Few-shot Learning for Fine-grained Emotion Recognition using Physiological Signals

More Info
expand_more

Abstract

Fine-grained emotion recognition can model the temporal dynamics of emotions, which is more precise than predicting one emotion retrospectively for an activity (e.g., video clip watching). Previous works require large amounts of continuously annotated data to train an accurate recognition model, however experiments to collect such large amounts of continuously annotated physiological signals are costly and time-consuming. To overcome this challenge, we propose an Emotion recognition algorithm based on Deep Siamese Networks (EmoDSN) which can rapidly converge on a small amount of training data, typically less than 10 samples per class (i.e., <10 shot). EmoDSN recognizes fine-grained valence and arousal (V-A) labels by maximizing the distance metric between signal segments with different V-A labels. We tested EmoDSN on three different datasets collected in three different environments: desktop, mobile and HMD-based virtual reality, respectively.
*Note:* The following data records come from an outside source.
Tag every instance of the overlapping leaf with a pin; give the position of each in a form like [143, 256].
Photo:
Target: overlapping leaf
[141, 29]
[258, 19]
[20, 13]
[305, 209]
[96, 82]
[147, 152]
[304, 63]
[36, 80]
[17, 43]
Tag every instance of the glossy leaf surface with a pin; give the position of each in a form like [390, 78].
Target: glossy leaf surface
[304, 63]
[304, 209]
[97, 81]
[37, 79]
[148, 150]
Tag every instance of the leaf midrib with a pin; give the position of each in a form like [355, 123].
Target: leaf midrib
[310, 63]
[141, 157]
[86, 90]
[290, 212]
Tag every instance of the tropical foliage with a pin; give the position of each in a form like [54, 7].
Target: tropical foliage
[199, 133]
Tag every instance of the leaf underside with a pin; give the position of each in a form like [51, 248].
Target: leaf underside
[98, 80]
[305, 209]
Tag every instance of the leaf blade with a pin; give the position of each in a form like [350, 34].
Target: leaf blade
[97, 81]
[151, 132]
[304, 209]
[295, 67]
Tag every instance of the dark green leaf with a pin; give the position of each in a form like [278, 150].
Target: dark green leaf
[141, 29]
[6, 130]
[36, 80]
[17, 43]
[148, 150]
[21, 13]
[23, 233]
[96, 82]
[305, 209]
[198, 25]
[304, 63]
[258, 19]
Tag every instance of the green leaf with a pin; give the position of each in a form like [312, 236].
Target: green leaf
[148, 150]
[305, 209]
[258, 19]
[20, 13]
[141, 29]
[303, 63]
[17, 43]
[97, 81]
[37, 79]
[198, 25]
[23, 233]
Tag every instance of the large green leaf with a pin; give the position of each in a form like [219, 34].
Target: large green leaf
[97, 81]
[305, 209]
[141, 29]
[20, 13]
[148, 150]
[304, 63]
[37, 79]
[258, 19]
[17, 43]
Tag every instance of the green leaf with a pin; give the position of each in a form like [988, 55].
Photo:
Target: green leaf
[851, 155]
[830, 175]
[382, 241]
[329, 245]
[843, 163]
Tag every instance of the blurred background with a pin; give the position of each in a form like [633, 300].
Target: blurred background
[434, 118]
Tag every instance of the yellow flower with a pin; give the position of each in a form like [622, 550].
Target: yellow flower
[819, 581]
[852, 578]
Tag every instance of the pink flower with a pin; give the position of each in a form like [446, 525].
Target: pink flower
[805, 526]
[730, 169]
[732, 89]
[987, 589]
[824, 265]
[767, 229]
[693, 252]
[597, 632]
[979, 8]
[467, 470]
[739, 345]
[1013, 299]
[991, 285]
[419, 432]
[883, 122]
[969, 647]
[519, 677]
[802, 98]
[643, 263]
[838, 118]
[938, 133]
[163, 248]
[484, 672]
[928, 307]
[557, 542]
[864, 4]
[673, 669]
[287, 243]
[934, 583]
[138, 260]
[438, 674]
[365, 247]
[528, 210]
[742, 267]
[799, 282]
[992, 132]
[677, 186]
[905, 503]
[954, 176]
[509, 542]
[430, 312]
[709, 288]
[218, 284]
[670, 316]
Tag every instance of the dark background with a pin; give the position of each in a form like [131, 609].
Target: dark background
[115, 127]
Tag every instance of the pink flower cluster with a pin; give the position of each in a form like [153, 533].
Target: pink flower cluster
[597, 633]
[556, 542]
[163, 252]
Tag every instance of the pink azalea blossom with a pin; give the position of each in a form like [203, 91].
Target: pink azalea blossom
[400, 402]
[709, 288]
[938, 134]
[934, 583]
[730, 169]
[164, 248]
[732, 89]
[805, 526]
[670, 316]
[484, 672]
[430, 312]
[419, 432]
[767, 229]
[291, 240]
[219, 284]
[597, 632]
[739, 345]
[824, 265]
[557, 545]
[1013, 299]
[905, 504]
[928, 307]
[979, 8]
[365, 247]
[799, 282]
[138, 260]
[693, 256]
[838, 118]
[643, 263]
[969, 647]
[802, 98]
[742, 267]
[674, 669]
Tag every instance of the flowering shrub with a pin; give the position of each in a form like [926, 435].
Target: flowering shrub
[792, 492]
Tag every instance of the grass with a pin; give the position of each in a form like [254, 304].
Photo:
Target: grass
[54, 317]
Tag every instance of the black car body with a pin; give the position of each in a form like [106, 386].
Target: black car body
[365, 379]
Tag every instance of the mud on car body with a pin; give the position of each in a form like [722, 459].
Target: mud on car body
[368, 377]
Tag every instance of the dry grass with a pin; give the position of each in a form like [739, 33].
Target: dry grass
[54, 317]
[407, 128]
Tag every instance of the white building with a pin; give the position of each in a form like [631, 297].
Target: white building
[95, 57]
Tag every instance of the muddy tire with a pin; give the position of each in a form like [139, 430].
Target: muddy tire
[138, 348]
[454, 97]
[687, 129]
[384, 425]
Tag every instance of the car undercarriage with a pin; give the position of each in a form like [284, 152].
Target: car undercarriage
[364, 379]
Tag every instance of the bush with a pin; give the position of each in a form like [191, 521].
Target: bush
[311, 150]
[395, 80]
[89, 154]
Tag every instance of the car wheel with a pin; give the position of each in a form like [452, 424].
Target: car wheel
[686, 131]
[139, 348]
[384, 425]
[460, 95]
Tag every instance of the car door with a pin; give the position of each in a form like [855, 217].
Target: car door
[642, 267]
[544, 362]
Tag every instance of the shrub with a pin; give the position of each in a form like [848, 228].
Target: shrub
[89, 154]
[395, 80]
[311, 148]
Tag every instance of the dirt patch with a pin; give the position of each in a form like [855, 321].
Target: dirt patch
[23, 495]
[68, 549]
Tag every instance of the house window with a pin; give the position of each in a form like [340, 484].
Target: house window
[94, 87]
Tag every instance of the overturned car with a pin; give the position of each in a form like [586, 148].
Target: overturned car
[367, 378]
The results from our experiments show that EmoDSN achieves promising results for both one-dimension binary (high/low V-A, 1D-2 C) and two-dimensional 5-class (four quadrants of V- A space + neutral, 2D-5 C) classification. We get an averaged accuracy of 76.04, 76.62 and 57.62% for 1D-2 C valence, 1D-2 C arousal, and 2D-5 C, respectively, by using only 5 shots of training data. Our experiments show that EmoDSN can achieve better results if we select training samples from the changing points of emotion or the ending moments of video watching.